In the case of MongoD, no. For relational databases, you usually construct a schema based on the data. You need to figure out how to split the data your application will use into tables so it’s logically organized and not duplicated. But when it comes to a MongoDB schema, you should look not at the data itself, but at the application. Specifically, how your application will use the data, what kind of queries it will likely execute, and so on. This means that two different applications using the exact same data might have very different schema designs in MongoDB, whereas for relational databases the schema would probably be the same or very similar across applications.
Another thing you need to know is that MongoDB has almost no rules or guidelines on how you should structure the data, because MongoDB operates on JSON-like documents. This gives you the ability to embed data into arrays and objects within one document. If you want to learn more about modelling data, take a look at this free course from MongoDB.
Embed Your Data Instead of Relying on Joins
One of the best practices when using MongoDB is to embed your data within one document instead of performing lookups or creating in-application joins. It may be a bit counterintuitive, but MongoDB performs better when you stuff all the data you need into one document. For example, instead of putting user details in one document and user order history in another, chuck them into the same one. Reading documents is extremely fast in MongoDB. Performing lookups or joins within the application is slower in most cases.
Keep in mind that this is only a general rule and you should always start by understanding your application query pattern. Including the data in the document is preferred over lookup operations. But, of course, there is no point in dumping all possible data in one document.
Use Indexes For Frequent Operations
Let's talk about indexes. This next MongoDB best practice is similar to what you'd do with relational databases. In the previous best practice we mentioned that MongoDB prefers to embed data (instead of splitting it into smaller logical pieces). Therefore it's normal for MongoDB documents to become quite big. This will naturally impact performance, but indexes can solve that. Indexes in MongoDB work pretty much the same way as with relational databases. These special data structures store a small subset of the whole document in order to speed up the matching of data for frequently used queries.
For example, imagine that you have your user's data together with their order history in a single document and you want to find all users who ordered something in the last month. Normally (without indexes) MongoDB would have to scan the whole user collection, going one by one through the user document and checking the last order data for each user. It's not horrible; that's how the database performs a lot of operations. But if you frequently ask the database for this kind of matching, then indexing will help you a lot. Coming back to our example - with indexes, MongoDB stores a separate, small list containing pointers to the data (for example user id, email address, or last order date).

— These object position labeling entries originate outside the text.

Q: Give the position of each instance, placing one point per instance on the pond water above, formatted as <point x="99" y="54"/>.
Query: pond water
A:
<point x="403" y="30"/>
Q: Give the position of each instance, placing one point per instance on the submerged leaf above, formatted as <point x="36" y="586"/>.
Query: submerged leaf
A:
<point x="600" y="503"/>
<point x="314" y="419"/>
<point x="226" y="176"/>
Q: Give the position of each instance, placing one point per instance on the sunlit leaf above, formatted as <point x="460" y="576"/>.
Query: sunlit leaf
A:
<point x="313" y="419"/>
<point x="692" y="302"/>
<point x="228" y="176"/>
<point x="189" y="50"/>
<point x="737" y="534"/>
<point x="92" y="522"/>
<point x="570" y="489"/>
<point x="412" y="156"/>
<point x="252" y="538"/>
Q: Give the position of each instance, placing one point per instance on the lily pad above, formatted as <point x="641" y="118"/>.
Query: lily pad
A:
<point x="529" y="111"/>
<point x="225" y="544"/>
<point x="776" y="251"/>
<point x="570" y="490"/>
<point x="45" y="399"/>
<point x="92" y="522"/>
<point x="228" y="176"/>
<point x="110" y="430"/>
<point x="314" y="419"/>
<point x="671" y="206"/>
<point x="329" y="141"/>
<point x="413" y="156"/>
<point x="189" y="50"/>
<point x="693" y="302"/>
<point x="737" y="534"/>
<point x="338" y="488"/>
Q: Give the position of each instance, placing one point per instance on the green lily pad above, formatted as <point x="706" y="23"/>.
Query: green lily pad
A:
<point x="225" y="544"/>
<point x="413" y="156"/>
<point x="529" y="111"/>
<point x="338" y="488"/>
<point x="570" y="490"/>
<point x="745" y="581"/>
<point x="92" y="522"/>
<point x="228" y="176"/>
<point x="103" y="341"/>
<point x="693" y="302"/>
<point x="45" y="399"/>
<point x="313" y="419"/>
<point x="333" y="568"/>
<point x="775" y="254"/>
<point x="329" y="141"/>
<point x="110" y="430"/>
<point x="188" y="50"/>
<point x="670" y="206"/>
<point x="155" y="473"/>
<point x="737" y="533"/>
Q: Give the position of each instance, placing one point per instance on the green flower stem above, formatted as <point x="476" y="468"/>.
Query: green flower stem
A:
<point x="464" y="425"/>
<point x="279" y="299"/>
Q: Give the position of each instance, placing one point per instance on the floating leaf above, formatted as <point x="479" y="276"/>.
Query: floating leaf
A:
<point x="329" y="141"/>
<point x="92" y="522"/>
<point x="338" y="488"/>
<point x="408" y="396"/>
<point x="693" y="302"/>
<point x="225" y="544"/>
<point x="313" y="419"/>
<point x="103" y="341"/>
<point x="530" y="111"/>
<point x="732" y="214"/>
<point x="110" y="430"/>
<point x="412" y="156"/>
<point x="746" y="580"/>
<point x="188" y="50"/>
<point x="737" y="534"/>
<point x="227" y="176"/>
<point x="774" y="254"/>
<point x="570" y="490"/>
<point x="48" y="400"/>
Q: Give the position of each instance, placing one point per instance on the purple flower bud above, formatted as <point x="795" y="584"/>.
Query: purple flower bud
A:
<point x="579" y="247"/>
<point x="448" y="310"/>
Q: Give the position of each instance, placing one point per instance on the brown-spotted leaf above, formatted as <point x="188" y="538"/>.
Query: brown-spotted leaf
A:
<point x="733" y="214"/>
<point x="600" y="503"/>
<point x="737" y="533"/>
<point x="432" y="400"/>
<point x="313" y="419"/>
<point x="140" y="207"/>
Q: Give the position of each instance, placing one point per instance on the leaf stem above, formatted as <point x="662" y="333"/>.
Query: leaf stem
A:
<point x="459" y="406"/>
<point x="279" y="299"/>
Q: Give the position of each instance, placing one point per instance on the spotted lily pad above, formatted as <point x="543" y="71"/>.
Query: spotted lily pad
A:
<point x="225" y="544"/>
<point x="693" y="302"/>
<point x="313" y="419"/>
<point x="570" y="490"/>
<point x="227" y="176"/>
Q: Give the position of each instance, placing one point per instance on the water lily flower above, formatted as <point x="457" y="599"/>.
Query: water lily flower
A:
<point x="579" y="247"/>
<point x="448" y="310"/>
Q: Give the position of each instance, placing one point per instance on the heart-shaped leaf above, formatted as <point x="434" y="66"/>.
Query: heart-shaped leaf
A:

Properly Size Your Servers
It may sound obvious, but server RAM sizing in MongoDB is crucial. There are two things to keep in mind: first, more memory won't increase the performance of your database. It's not just a matter of getting the server with the most RAM memory you can afford. Second, MongoDB performs best when its working set can fit an application's RAM.
Sizing your MongoDB machine is not dependent on the size of the database itself. It doesn't matter if you have 100MB or 2TB of data in your MongoDB instance. What matters is the size of indices and frequently accessed data. To size your MongoDB instance, you need to perform some tests to find out how much data your application normally uses. Then, make sure to use a server with slightly more memory than that. If your working set won't fit in the RAM, MongoDB will read the data from disk. And even if you use superfast SSD disks, the operation will be much slower than reading from RAM.
So, how do you know if your MongoDB working set fits in your RAM? The simplest way is to execute MongoDB's serverStatus command. From there, take a look at the pages-read-into-cache and unmodified-pages-evicted metrics. If you see high numbers in these two, it most likely means that your working set does not fit in your RAM memory.
Use Replication or Sharding
As with relational databases, another MongoDB best practice is to use replication and/or sharding when your database becomes slow. MongoDB implements replication by use of replica sets, and works similarly to other database systems using primary and secondary nodes. You can instruct your application to run some queries on secondary servers (or use load balancers), relieving some pressure on your primary server.
What's good about MongoDB replication is that it also serves as a great redundancy mechanism. Since it simply copies documents from primary to secondary nodes, electing one of the secondary nodes to be a primary in case your original primary server fails is simple. You won't run into any inconsistencies or complicated election processes with MongoDB. Therefore, replicating your MongoDB is good not only for better performance, but for redundancy.
Replication helps the most for small and medium databases, so once your dataset gets really big, consider sharding. Although replication just copies all the data across multiple servers, sharding actually splits the data into smaller pieces and distributes them across servers. This brings great performance improvement for large data sets and allows you to horizontally scale both reads and writes. You can read more about how it works here.
As you can see, MongoDB best practices are a mix of typical database best practices and some specific to MongoDB. The nice thing about MongoDB is that you don’t need to start worrying about performance until you have a relatively big database - it’s fast and optimized by design. This doesn't mean you should ignore best practices when working with smaller databases. Some of the best practices we mentioned aren’t just for boosting performance, but can ensure good database design. They should always be top of mind no matter the size of the database.